With these physical symptoms, we do not assume we are broken if we get sick.  We do not jump to the conclusion that we are faulty or have done something wrong.  We do not necessarily think it is ‘weird’ to catch a cold or have a fear about talking about it.

With our mental health, we can do the same.  If we notice our thinking has become negative, or we are feeling down, we can begin to notice symptoms and take appropriate care.

It may feel hard to explain negative thoughts.  It may feel hard to describe negative feelings.  This is sometimes where we get caught and stuck in our heads not knowing what to say or how to say it.  Where it can feel straightforward to say you have had a flu for a few days, it can feel a little trickier to say you have being feeling insecure or down.  These caught up feelings and thoughts can begin to build up inside and then impact your work, your interactions with others and your activities or sports.

For years I felt the burden of locking my thoughts and feelings up inside. I held for a long time a deep shame that what I felt was weird or wrong and not at all the same as others. 

I grew up in with emotionally unpredictable and unstable dynamics, with fear and shame at the forefront of my everyday experience.  I became a master of the arts at hiding information from friends.  I learned how to tell white lies to make my life seem a little more ‘normal’ or appear better.  I did this for so long and so often, that at a certain point I didn’t even know how to be honest with myself anymore.

All of my buried feelings, all of my ‘real’ thoughts and experiences bubbled inside.  Unexpressed, they often turned to anger and I would lash out, causing hurt to myself and others.

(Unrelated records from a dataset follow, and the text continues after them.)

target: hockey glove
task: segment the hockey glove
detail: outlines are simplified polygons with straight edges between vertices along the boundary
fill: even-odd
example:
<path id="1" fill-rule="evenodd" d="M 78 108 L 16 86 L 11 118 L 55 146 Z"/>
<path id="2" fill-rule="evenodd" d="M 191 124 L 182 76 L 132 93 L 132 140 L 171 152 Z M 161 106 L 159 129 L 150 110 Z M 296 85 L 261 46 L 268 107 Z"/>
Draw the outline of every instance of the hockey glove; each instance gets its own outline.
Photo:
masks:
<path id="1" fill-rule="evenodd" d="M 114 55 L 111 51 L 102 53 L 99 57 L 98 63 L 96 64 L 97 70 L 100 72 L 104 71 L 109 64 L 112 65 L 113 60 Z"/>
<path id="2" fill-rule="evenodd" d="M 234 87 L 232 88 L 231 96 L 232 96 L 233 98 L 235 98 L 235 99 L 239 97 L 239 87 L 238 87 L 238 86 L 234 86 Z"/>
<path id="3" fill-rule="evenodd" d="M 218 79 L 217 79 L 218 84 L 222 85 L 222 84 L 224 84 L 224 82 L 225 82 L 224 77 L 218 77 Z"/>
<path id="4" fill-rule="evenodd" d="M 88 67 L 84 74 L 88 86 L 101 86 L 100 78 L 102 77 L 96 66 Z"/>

What was wrong with me was not that I was ‘weird’ or that I had ‘a problem’ in feeling bad.  It was that I didn’t know how to express myself, I didn’t feel safe in expressing myself.  I didn’t know how to start those conversations, I didn’t know if I was allowed or if I would be accepted afterwards.  I didn’t know who to talk to, who would understand and I so much just wanted to feel ‘normal’.

What I didn’t know when I was younger was that I was normal.  The thoughts and feelings I was experiencing as a result of turmoil or negative relationship dynamics were absolutely normal and justified.

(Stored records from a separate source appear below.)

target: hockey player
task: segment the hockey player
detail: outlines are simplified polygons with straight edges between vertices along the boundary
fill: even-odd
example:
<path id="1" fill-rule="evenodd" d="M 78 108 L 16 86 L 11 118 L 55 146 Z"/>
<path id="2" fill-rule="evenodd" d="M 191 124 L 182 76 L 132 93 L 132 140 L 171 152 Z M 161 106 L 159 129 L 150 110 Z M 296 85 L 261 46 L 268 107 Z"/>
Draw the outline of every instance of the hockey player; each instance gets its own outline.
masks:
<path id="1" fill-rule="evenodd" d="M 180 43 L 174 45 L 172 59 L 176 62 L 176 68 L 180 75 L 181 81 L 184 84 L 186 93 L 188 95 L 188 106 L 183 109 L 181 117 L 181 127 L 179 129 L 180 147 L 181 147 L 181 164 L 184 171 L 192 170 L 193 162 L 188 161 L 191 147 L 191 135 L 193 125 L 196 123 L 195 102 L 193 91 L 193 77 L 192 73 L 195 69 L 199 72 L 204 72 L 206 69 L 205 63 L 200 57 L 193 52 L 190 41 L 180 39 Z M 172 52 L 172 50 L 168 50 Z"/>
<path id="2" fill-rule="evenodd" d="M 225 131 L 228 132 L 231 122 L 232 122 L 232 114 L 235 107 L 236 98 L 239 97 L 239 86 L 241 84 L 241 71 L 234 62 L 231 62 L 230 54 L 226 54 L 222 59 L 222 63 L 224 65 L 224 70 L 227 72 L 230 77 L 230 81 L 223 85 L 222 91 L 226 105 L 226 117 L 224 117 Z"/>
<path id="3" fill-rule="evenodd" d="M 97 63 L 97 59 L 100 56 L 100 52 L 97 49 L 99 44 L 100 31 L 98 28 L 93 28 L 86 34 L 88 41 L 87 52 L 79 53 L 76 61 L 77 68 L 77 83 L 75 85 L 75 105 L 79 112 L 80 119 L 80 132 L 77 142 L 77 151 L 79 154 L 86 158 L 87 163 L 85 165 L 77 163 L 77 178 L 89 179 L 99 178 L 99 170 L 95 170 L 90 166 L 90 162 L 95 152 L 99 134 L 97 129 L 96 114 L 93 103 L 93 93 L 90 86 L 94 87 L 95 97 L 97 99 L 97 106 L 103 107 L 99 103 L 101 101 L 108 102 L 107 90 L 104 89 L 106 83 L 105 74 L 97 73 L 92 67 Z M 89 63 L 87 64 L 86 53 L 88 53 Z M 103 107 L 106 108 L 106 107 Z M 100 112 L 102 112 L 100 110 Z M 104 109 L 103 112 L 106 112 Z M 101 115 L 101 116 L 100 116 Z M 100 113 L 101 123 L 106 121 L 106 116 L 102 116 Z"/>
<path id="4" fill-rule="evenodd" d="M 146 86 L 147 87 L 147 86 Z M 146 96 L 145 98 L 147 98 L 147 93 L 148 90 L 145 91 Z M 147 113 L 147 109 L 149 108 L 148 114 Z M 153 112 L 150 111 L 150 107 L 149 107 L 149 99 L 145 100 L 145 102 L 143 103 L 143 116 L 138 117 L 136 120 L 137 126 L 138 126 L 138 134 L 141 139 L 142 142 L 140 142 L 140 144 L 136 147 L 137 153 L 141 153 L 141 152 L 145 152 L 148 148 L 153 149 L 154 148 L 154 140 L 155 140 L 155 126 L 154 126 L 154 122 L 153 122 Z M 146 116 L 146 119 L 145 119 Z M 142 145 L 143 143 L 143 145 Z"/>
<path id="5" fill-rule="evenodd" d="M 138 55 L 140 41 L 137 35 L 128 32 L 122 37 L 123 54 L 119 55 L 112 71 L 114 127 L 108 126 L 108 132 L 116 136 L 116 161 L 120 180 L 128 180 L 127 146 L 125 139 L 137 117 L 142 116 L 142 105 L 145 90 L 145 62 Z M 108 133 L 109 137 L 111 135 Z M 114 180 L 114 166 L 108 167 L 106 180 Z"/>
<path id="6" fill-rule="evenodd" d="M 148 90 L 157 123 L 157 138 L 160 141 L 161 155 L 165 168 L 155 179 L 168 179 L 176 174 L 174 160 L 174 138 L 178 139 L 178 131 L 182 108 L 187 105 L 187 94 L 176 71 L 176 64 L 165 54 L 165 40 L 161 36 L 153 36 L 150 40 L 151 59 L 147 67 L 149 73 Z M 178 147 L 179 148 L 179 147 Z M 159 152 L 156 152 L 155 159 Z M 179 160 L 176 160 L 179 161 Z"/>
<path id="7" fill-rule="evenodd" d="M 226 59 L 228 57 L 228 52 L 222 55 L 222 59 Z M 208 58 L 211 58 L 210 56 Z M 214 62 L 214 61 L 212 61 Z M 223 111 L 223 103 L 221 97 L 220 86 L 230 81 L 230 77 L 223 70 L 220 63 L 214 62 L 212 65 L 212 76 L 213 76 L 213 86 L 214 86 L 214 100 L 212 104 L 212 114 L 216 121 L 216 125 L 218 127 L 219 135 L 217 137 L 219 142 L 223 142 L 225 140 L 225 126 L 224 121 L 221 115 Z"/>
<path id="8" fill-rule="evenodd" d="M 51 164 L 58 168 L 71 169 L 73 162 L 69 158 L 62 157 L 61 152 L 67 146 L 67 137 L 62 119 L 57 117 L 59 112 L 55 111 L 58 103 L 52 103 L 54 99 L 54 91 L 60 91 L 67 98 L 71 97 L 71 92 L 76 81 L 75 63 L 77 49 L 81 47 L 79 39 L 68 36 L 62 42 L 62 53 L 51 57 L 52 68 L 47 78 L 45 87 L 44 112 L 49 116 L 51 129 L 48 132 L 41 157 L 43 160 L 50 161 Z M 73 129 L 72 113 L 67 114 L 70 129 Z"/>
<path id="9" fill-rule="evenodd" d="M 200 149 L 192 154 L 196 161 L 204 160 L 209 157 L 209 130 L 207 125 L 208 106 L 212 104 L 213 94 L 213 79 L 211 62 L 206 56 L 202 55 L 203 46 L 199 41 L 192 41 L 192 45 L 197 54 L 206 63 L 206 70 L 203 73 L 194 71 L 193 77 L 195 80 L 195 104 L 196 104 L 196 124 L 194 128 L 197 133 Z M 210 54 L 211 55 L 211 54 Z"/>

We all have thoughts and feelings.  We need to become aware of them.  We need to come to a place of understanding them and we need to learn how to navigate them and make healthy choices for ourselves around them.

We can learn to see our reactions and our habitual thinking patterns and begin to unravel out of what is unhelpful.  We can learn to sit with ourselves with out distracting or entertaining.  We can learn to talk or write to express ourselves. 

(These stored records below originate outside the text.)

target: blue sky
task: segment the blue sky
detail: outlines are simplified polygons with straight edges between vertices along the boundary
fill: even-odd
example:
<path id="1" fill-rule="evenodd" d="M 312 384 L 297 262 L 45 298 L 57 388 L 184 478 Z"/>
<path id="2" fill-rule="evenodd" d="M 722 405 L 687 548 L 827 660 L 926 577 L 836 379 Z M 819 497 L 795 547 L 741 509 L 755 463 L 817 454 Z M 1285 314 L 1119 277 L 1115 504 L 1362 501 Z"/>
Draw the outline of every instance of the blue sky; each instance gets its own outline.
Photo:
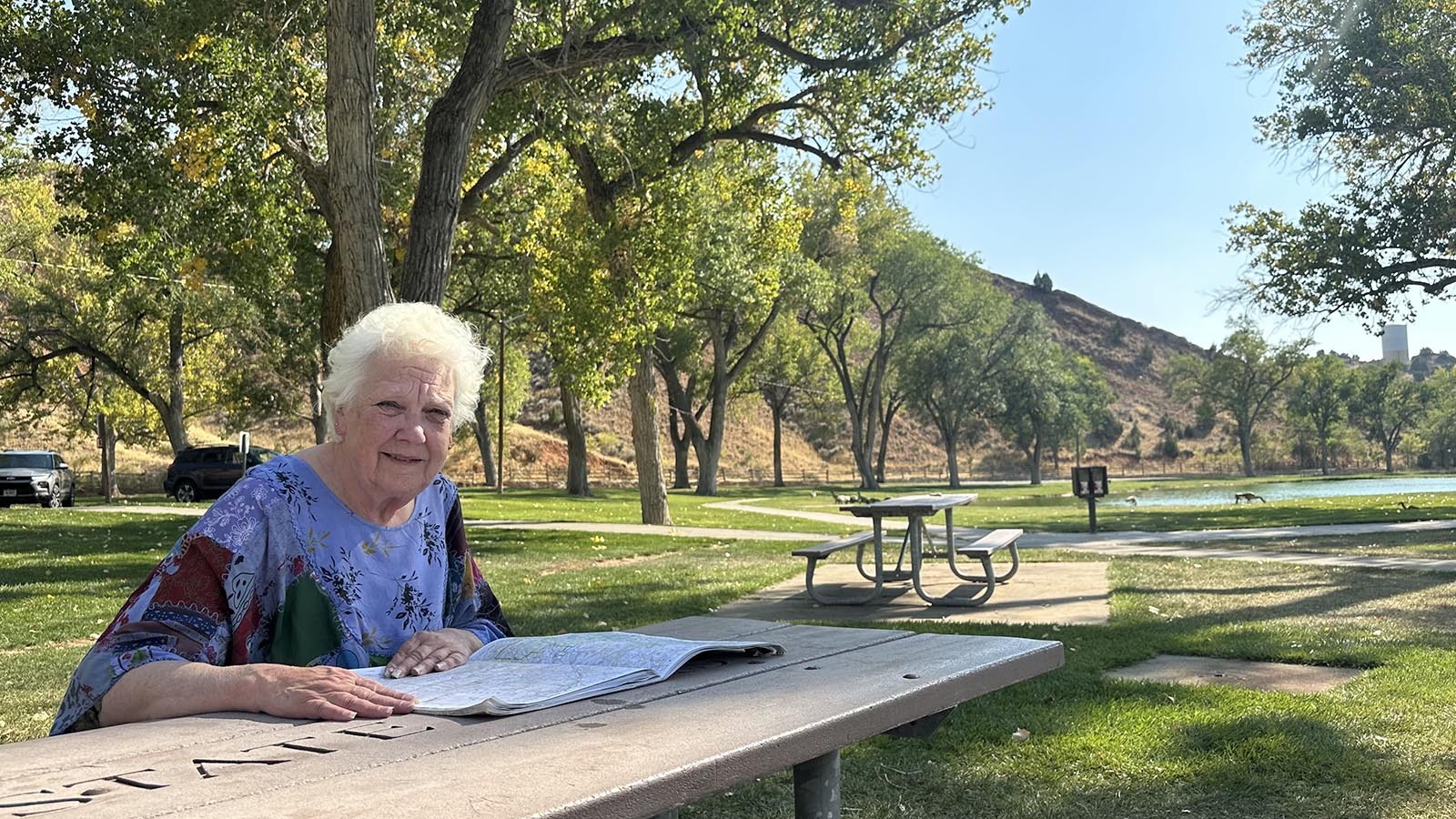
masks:
<path id="1" fill-rule="evenodd" d="M 1227 29 L 1246 0 L 1032 0 L 999 29 L 983 71 L 994 105 L 926 134 L 936 184 L 901 198 L 929 230 L 1002 275 L 1044 271 L 1115 313 L 1207 347 L 1229 329 L 1214 297 L 1243 258 L 1223 251 L 1241 200 L 1294 211 L 1328 179 L 1255 141 L 1274 109 L 1271 76 L 1235 63 Z M 1211 312 L 1210 312 L 1211 310 Z M 1262 318 L 1278 340 L 1377 358 L 1358 321 Z M 1430 306 L 1408 328 L 1421 347 L 1456 351 L 1456 307 Z"/>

I have felt the clouds of internalising, feeling alone and stuck and I know how destructive and heavy that can all become.

Mental Health is the full picture.  Thinking or feeling negatively is part of that picture.  It is not part of us that will be eradicated forever or gotten rid of, but rather a part of our normal human existence that we can learn to live optimally with.

There is a lot of pressure in our current modes of living to overcome, to rise up, to be the best and maybe even be perfect.  We have to include in our perspectives of ourselves and others that whole and healthy means ups and downs.  It means achievements and failures.  It means maybe some boring and non eventful days even negative or down days.

There is nothing wrong with you or weird about you if you feel down or negative, if you slip up or even if you don’t know how to describe exactly what is going on.  What we need to do first for our Mental Health is include all of how we think and feel in the picture of ourselves, without any hiding or burying.